Solvent Extractors’ Association (SEA) of India has stressed the need for a re-look at TRQ (tariff rate quota) for the import of soyabean and sunflower oil in view of the fall in the prices of edible oil globally.

In his monthly letter to the members of SEA of India on Thursday, Atul Chaturvedi, President of SEA, said the price of CPO (crude palm oil) crashed now by $625 from the highest of $2010 a tonne in March, soyabean oil down by $384, and sunflower oil by $285.

“We had earlier, immediately on the announcement of TRQ, drawn the attention of the Government that TRQ allocation for sunflower and soyabean oil of 4 million tonnes at nil duty could be disastrous in case price falls in the international market, which is turning out to be true and alarming,” he said.

Also considering the lifting of the CPO export ban by Indonesia, increase in availability of sunflower oil from Ukraine by road through neighbouring countries, and the expected higher production of palm oil and soya oil in the world will push the price further down, he said.

By allowing the TRQ at nil duty, the Government would bind itself, he said, adding, this can prove disastrous for the domestic oilseed farmer.

“We have strongly suggested to the Government that TRQ is no longer required as the basic objective of reducing inflationary burden on consumers has already been met with massive fall in import prices of palm, soya and sunflower oil. The need of the hour is to ensure markets don’t slide further, as it will dishearten oilseed farmers and impact our long-term goal of augmenting oilseed production in the country,” Chaturvedi said.


Referring to the recent announcement of increase in the minimum support price (MSP) for kharif crops, including oilseeds, for 2022-23 season, he said the Government should use MSP as a tool for both encouraging the crops that are in short supply like oilseed and pulses, and disincentive to reduce crops such as wheat and rice that are abundant. MSP should be used for offering higher MSP or special incentives, particularly for farmers from Punjab and Haryana, for shifting their area from rice to maize in kharif crop, and to rape-mustard crop from wheat in rabi crop to balance ecosystem, he said. The Government had recently raised the MSP for groundnut by 5.41 per cent, sunflower seed by 6.40 per cent, and soyabean by 8.86 per cent.


Quoting the latest statement of India Meteorological Department, he said the monsoon has covered all of southern and eastern India and most of the central state of Madhya Pradesh.
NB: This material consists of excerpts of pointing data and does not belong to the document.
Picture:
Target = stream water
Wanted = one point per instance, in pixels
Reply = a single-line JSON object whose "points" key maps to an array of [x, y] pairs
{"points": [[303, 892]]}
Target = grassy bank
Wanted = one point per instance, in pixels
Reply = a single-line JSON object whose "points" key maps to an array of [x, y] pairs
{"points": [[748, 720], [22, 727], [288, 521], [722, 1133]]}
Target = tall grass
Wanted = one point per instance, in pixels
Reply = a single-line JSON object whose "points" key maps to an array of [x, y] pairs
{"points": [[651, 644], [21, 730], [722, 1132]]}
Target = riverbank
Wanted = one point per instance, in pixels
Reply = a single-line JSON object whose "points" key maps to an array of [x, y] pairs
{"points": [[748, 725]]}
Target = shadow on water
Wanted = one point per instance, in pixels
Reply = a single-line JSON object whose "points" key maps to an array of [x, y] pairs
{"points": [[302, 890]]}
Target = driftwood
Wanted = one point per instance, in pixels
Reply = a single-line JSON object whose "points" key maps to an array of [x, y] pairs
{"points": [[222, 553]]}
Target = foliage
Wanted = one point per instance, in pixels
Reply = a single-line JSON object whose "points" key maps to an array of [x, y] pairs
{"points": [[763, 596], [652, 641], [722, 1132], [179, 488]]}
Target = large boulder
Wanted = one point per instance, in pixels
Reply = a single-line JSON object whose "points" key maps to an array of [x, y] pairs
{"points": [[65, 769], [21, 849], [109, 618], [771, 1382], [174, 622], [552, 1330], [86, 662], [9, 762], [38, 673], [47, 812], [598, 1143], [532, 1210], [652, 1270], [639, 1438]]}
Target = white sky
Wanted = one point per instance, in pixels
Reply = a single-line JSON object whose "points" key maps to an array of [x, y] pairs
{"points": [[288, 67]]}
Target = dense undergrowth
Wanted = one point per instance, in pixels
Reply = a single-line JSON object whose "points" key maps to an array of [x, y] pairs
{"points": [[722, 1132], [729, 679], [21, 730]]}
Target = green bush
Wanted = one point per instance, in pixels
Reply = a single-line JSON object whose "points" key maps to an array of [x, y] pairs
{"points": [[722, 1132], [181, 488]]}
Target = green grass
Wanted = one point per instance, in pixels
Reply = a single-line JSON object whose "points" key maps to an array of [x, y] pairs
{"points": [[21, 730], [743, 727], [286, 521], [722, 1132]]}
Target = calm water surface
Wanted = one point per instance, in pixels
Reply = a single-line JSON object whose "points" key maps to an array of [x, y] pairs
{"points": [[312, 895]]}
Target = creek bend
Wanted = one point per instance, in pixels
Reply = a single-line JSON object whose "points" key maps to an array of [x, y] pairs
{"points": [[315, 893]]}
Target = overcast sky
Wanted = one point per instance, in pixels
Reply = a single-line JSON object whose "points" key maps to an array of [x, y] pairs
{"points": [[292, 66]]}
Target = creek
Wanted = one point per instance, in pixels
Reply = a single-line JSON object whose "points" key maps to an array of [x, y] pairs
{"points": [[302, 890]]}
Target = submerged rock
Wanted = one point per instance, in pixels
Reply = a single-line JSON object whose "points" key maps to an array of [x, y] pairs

India’s annual monsoon rainfall has covered more than half of the country and conditions are favourable for its advance into central, northern and western regions this week. The monsoon’s progress will help farmers accelerate sowing of summer crops, which has been lagging due to below-normal rainfall in the first half of June, especially in central India.

He said the latest Agri Ministry report indicates oilseed sowing is down by 18 per cent compared to same period last year and reported at 475,000 ha (5,79,000 ha). But sowing has picked up now due to revival of monsoon, he said.

Verdict on IGST

On the recent verdict of Supreme Court striking down the levy of IGST on ocean freight in CIF contracts, he said Indian import of crude soya and sunflower oil is mostly on CIF terms. Importers will now be relieved that they will not have to pay the 5 per cent IGST on ocean freight. “The Government must now clarify that those who have paid the IGST and not claimed ITC of the same can claim the refund and ease the procedures for such refunds,” he said in the letter.